Climbing Nanga Parbat’s Rupal Face: Steve House’s fifteen year quest and a milestone in alpinism. Falling from Mount Temple: Steve House nearly dies and in recovery, discovers a new perspective.
Steve begins by taking his audience with him up the tallest mountain wall in the world: Nanga Parbat’s Rupal Face. In 2005 Steve and Vince Anderson spent six days ascending this difficult four-thousand-meter wall; arriving at the summit an hour before sunset on their sixth continuous day of climbing. Six months later Steve and Vince were awarded the Piolet d’Or. Steve lets the audience in on the doubts which followed his greatest success: Is man the sum of his accomplishments? What is the value of success? Why risk? And how this big success caused him to fear his next performance.

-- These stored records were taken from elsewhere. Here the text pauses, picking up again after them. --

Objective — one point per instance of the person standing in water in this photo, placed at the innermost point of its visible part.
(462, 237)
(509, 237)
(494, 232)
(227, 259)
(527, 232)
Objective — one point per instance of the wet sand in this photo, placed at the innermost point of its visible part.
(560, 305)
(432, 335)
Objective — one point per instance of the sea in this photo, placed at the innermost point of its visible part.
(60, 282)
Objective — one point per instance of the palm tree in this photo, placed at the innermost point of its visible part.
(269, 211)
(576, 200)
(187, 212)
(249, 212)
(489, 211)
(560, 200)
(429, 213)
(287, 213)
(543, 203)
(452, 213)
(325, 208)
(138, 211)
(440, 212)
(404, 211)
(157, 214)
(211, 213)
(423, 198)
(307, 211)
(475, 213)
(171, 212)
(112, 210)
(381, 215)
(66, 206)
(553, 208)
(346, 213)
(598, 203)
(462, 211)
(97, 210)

Steve then brings the audience to the dark and seldom-climbed Mount Temple in Canada where in March 2010 a hold broke while he was leading a climb of the north face. The resulting 25 meter fall left him laying on a snow-ledge with severe life-threatening injuries. With only a few hours to live he was bravely rescued by helicopter and flown to the hospital in Calgary, Alberta.
From the summit of one of the greatest climbs ever accomplished, to a hospital bed in Canada, and back to being among the top climbers in history, Steve shares his hard-won lessons. Not least of which is that the best share a focus on process, not achievement. In climbing, the moment your mind wanders from the task at hand, is the moment you fall.